4. The method of claim 1, wherein the rare outer membrane protein has a molecular weight as determined by reducing SDS-PAGE chromatography of 31 kDa and a pI of 6.5.

5. A method for isolating a protein consisting essentially of a rare outer membrane protein of pathogenic Spirochaetaceae, said method comprising:a) extracting pathogenic Spirochaetaceae from infected tissue; b) separating the extract into at least four discontinuous density zones using a density gradient medium with stability in the pH range from 3.0 to 3.2; c) collecting the contents of the lightest gradient zone; d) incubating the contents with a chromophore that intercalates into the lipid bilayer of the outer membrane to produce a chromophore-labeled outer membrane fraction; e) contacting the contents with cold buffer in the absence of detergent in the pH range to release the chromophore-labeled fraction; f) collecting the contents of the chromophore-labeled fraction; and g) separating the chromophore-labeled fraction from the contents by reducing SDS-PAGE chromatography, thereby isolating the outer coat protein.

6. The method of claim 5 wherein the Spirochaetaceae is a Treponema.

7. The method of claim 5 wherein the Spirochaetaceae is a T. pallidum subsp. pallidum.

8. The method of claim 7 wherein the protein has a molecular weight of 31 kDa as determined by SDS-PAGE and a pI of 6.6.

9. The method of claim 6 wherein the Spirochaetaceae is a T. pallidum subsp. pertenne.

10. The method of claim 6 wherein the Spirochaetaceae is a T. pallidum subsp. endemicum.

11. The method of claim 6 wherein the Spirochaetaceae is a T. pallidum subsp. carateum.

12. A method for isolating a rare outer membrane protein derived from the species Treponema pallidum subspecies pallidum said method comprising:a) extracting T. pallidum subsp. pallidum bacterium from infected tissue; b) separating the extract into at least four discontinuous density zones using a density gradient medium with stability in the pH range from 3.0 to 3.2; c) collecting the contents of the lightest gradient zone; d) incubating the contents with a chromophore that intercalates into the lipid bilayer of the outer membrane to produce a chromophore-labeled outer membrane fraction; e) contacting the contents with cold buffer in the absence of detergent in the pH range to release the chromophore-labeled fraction; f) collecting the contents of the chromophore-labeled fraction; and g) separating the chromophore-labeled fraction from the contents by reducing SDS-PAGE chromatography, thereby isolating the outer coat protein.
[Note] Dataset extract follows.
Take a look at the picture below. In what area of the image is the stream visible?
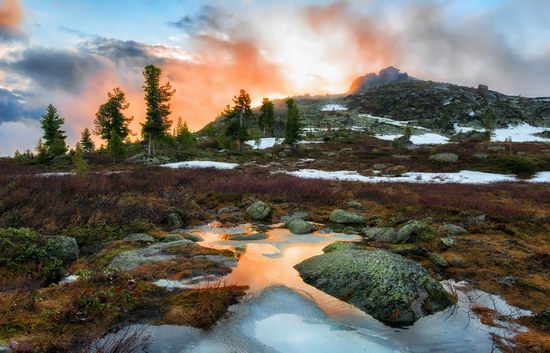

13. The method of claim 12, wherein the protein is selected from the group consisting of those having a molecular weight as determined by reducing SDS-PAGE of 31 kDa, pI of 6.6; 65 kDa, pI 5.9-6.0; 28 kDa, pI 6.9 to 7.0; and 31 kDa, pI 6.5.

14. The method of claim 13, wherein the protein has a molecular weight as determined by reducing SDS-PAGE of 31 kDa, pI of 6.6.

15. The method of claim 13, wherein the protein has a molecular weight as determined by reducing SDS-PAGE of 65 kDa, pI of 5.9 to 6.0.

16. The method of claim 13, wherein the protein has a molecular weight as determined by reducing SDS-PAGE of 28 kDa, pI of 6.9 to 7.0.

17. The method of claim 13, wherein the protein has a molecular weight as determined by reducing SDS-PAGE of 31 kDa, pI of 6.5.

18. The method of claim 13, wherein the protein has the amino acid sequence of SEQ ID NO:2.